Why companies that were doing well are going down?
Why workers who used to be content have become unhappy with
their job?
Why do customers go somewhere else on a whim?
It’s easy to blame competition, unions, or the Chinese. The
truth is infinitely more mundane. The way most organizations are managed –
traditional management – can’t cope with the reality. The system doesn’t
deliver as before because the assumptions under which it was effective have
been challenged.
“Management was originally invented to solve two problems: the first—getting semiskilled employees to perform repetitive activities competently, diligently, and efficiently; the second—coordinating those efforts in ways that enabled complex goods and services to be produced in large quantities.

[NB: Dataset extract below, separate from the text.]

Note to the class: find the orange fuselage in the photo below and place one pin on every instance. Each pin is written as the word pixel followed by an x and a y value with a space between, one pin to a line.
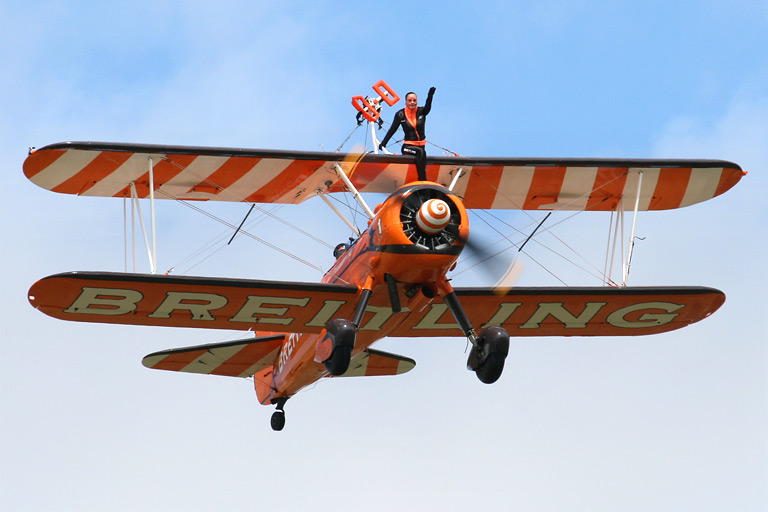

In a nutshell, the problems were efficiency and scale, and the solution was bureaucracy, with its hierarchical structure, cascading goals, precise role definitions, and elaborate rules and procedures.” - Gary Hamel
The rules of the game have changed.
Focus on customers,
not on shareholders. Enjoying many products and suppliers as well as full
information and ease of comparison, customers need nothing short of being
delighted in order to develop loyalty. This takes time and dedication. In
contrast, shareholders want short-term profit. These two objectives are in
conflict. Sustainable shareholder value comes from delighting the customer, not
the other way around. As Peter
Drucker said, “people make shoes, not money.” Shoes are real. Money is an
end result.
Knowledge workers need
autonomy, not supervision. There is no recipe to produce a solution that
involves knowledge components such as innovation or creativity. Instead of
telling workers what to do, managers have to take a supporting role by nurturing
an environment where workers can excel in relative freedom.
Workers don’t just
want a job, they want a meaningful job.
Workers want to feel that their contribution is valued by the customer
and by the organization. In a traditional organization, bureaucratic segregation
of functions forces workers to perform tasks that have little or no significance
for the customer; the value added is absent or invisible. Workers need to have
a clear line of sight with the customer and be exposed to the customer’s
feedback.
Quick changes in
market are the rule, not the exception. Cycles are so much shorter than
before that organizations need a constant feedback from the market. They need the
flexibility to change what they’re doing on short notice. Instead of detailed
analysis and upfront planning, leaders have to proceed by small increments and manage
uncertainties in order to adjust fast enough. Better, anticipate market
changes. Even better, lead market changes.
Business
agility and radical
management (spearheaded by Steve Denning) are two emerging responses to the
shortcomings of traditional management.
And no, this is not a revolution. It is, however, a deep
change in values regarding what a business should be and its relationship with
people, be they workers or customers. For the best.